Deze cijfers geven een beeld van de omvang van het werk dat door alle marines samen werd gepresteerd om het embargo tegen Irak te doen naleven. Het staat vast dat hiermee een grote bijdrage werd geleverd aan het succes van de acties die tot doel hadden de wil tot verzet van het Irakese volk te breken. De integratie van de geallieerde marines was totaal en efficiënt ; zij was het resultaat van 40 jaar gezamenlijk oefenen. Nochtans liep niet alles van een leien dakje. Handelsschepen inspecteren in internationale wateren was nog nooit eerder vertoond in het internationale recht. Het personeel dat de verkenningen en de inspecties aan boord diende uit te voeren, moest zich volledig inwerken in de administratieve geplogenheden, de registratiedocumenten, de douanedocumenten van alle mogelijke landen en in de relaties tussen eigenaars, reders, bevrachters en bestemmelingen. Sommige " klanten " toonden zich bovendien niet altijd erg behulpzaam. Zo werd op 20 december de aankomst aangekondigd van een Irakees schip - de Al Taawin Al Aradien - op weg naar Akaba. Onmiddellijk worden een P-3C Orion en drie oppervlakteschepen -de kruiser CG-56 USS San Jacinto, het escortevaartuig D630 Du Chayla en fregat F34 Infanta Cristana- op het schip afgestuurd. Omdat het weigert de vragen via de radio te beantwoorden, vuurt de US-kruiser een waarschuwingsalvo af die de Irakese commandant tot rede brengt en hem doet instemmen met een boordinspectie maar dan enkel door de Fransen. De boarding wordt uitgevoerd door een ploeg mariniers onder gewapende bescherming van de drie vaartuigen om iedere valstrik uit te sluiten.

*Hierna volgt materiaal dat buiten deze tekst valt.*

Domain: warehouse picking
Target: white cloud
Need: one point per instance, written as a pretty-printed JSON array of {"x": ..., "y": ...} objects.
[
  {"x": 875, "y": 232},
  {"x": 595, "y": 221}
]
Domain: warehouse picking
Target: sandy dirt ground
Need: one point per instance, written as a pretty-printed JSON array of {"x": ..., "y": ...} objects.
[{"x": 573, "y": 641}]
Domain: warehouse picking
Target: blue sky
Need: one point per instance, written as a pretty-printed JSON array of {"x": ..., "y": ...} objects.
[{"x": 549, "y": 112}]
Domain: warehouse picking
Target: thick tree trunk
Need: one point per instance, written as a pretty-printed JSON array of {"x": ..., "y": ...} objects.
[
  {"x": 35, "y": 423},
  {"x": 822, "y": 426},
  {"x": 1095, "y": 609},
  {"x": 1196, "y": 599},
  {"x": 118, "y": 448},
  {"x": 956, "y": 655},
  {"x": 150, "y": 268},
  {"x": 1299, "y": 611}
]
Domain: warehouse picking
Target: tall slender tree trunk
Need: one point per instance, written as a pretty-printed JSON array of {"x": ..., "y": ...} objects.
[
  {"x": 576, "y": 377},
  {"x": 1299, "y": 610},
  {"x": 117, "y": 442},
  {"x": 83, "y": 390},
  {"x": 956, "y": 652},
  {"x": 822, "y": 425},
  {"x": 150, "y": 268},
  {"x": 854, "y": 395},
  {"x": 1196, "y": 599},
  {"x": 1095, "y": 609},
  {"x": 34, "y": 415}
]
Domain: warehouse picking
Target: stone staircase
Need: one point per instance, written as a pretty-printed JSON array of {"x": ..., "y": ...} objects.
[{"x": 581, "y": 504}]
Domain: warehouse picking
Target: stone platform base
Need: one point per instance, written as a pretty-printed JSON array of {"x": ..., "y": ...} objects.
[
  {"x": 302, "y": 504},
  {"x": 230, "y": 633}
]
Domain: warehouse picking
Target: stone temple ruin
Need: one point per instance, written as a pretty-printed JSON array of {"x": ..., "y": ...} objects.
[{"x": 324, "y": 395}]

Slechts weinig schepen die aan de controleopdrachten hebben deelgenomen, worden " Centurion " genoemd, wat wil zeggen dat ze minstens honderd controlebezoeken op hun actief hebben. Het escortevaartuig D630 Du Chayla kan nog net toetreden tot dit selecte clubje door op 5 april 1991 de honderdste boarding uit te voeren, net voor het de Rode Zee verlaat om naar Frankrijk terug te keren. Het sluit op die manier aan bij de fregatten van de US Navy, de FFG-58 USS Samuel B. Roberts en de FF-1082 USS Elmer Montgomery.